The ceremony marked the third cycle of awards, and Dr Sabga announced that the awards, as of 2011, would be made yearly. The decision to make such a gesture is not unprecedented: the Nobel Prizes were initiated and funded by entrepreneur Alfred Nobel, and the Rockefeller, Carnegie, and Guggenheim families in the United States have given prodigiously to intellectual causes. However, even though West Indians have been awarded Guggenheims, Rockefeller grants and Nobel Prizes, there has not been, till now, a regional prize with similar aspirations. And this is where Dr Sabga saw his opportunity.

Dr Sabga made his fortune building industrial businesses (like the sale and manufacture of household goods, and printing and light manufacture) in the country’s infancy, and continued to expand and diversify into more sophisticated products as the economy could accommodate them. Today, the ANSA McAL group is diversified into media, merchant banking, technology, and consumer products. From the ANSA McAL group the ANSA McAL Foundation was formed, and it has given generously to The UWI, establishing the ANSA McAL Psychological Research Centre, and being instrumental in setting up The UWI’s Institute of Business.

The prizes this year were awarded to Prof Kathleen Coard, a UWI Pathologist, originally from Grenada; Adrian Augier, a St Lucian poet, playwright and Carnival artist, who is also a development economist, and Sydney Allicock, a community activist, who is also a member of the First Peoples of Guyana (a Makushi).

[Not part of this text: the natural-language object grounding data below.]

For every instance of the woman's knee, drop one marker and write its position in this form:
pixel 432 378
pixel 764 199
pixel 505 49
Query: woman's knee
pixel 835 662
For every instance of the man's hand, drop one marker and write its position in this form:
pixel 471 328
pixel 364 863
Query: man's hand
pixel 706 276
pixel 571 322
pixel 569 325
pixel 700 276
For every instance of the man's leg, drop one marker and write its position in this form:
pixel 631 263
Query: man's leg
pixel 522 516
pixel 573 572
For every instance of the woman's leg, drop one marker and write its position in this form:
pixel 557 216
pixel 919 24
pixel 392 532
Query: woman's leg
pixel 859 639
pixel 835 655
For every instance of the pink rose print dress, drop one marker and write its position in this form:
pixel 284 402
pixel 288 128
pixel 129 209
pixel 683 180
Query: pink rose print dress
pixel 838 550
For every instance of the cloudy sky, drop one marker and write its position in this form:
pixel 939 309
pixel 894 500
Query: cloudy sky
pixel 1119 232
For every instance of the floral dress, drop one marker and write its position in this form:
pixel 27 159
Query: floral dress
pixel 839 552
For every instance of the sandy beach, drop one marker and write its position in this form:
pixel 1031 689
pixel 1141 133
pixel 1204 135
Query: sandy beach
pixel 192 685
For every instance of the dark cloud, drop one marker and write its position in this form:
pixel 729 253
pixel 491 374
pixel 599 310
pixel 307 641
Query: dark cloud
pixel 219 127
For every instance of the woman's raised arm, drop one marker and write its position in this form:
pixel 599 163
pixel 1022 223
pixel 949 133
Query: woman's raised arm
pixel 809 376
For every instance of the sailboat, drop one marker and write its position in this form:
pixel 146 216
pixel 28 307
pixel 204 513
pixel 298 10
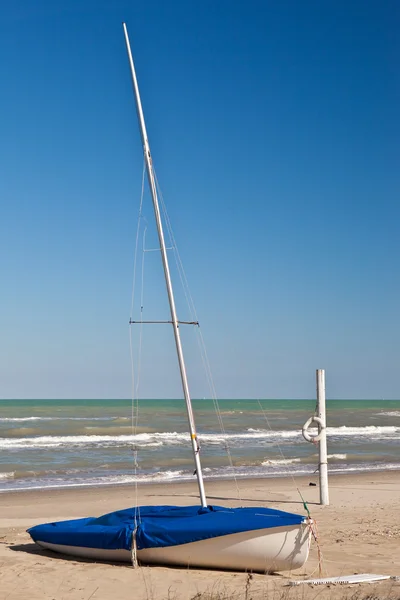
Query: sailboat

With the exception of Augier, whose job as an economist and technocrat brings him into high-profile situations, Coard and Allicock have worked most of their lives in relative obscurity. In her acceptance speech, Coard thanked the selection committees for “discovering” her, since her profession, medical pathology, is the academic aspect of medicine. Her colleagues, though, were more effusive about her. Prof Carlos Escoffery of Mona, called her the “mother of cardiovascular pathology in the Caribbean” and credited her research with establishing benchmarks which are still in use.

Allicock is from the North Rupununi District in Guyana, and is credited as one of the key figures in developing a sustainable model of tourism which involves international agencies, NGOs, the government, business interests, and communities.

Allicock’s approach is called “the three-legged stool”—with each of native, business and government (and NGOs) comprising the legs. He is also one of the key members of the Iwokrama Centre for Research and Conservation in Guyana, and a member of that country’s low-carbon initiative. He was also instrumental in preserving the indigenous people’s languages, and promoting the education of the young people in the interior communities, which are sometimes inaccessible to the urban areas, except by air. He was overcome during his acceptance speech, and called his receipt of the award “a dream come true.”